Die Business Academy beantragte darauf beim Bezirksgericht Zürich, den Artikel von der Beobachter-Website zu entfernen. Sie gab dabei als Gesellschaftssitz Balzers, Liechtenstein, an. Nur: Eine Business Academy Corp. ist dort nicht registriert. Die Richterin verlangte eine Klarstellung.

Nach einigen nervösen Telefonaten legte der Anwalt der Firma einen Fax vor, der belegen sollte, dass es sich bei der Liechtensteiner Gesellschaft um eine Zweigniederlassung der Business Academy Corp. auf den British Virgin Islands handle - bis Ende 2006 allerdings war das Unternehmen immer unter dem Namen Business Academy GmbH mit Sitz in Adliswil aufgetreten.
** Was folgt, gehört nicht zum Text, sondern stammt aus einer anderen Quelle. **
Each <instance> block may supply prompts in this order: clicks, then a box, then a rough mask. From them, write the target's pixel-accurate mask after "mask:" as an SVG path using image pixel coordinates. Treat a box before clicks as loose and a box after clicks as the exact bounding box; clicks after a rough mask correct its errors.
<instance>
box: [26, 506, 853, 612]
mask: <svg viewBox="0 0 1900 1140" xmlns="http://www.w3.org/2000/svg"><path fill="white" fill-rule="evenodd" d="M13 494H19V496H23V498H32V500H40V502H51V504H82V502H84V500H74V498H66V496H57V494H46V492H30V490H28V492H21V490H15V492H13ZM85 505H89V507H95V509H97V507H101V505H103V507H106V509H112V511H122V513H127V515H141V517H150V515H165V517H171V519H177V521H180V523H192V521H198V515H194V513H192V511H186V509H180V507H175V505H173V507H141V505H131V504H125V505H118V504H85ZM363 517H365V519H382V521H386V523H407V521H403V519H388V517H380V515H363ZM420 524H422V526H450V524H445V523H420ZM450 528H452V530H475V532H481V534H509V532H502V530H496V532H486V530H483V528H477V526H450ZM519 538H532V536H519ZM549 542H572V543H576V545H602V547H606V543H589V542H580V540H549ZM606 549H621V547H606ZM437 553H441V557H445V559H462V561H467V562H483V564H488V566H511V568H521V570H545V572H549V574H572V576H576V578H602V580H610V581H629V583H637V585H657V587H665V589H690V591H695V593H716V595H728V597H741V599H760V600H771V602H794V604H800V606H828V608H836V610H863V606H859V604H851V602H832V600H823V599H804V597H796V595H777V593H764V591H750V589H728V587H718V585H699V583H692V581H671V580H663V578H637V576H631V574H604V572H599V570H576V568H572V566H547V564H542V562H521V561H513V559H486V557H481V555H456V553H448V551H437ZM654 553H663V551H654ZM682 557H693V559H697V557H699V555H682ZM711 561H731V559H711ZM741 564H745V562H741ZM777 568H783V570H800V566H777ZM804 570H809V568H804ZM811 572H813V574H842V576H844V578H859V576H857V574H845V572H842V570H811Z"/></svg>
Der Richterin genügte der Fax als Nachweis für die Existenz und damit auch Parteifähigkeit der liechtensteinischen Zweigniederlassung nicht. Zudem stufte sie die beanstandeten Aussagen im Beobachter als nicht widerrechtlich ein. Solche Wertungen seien durchaus vertretbar, nicht zuletzt deshalb, weil ein Interesse an der Aufklärung der Öffentlichkeit bestehe.

Sie empfahl dem Anwalt deshalb, seine Begehren zurückzuziehen - was er zerknirscht tat.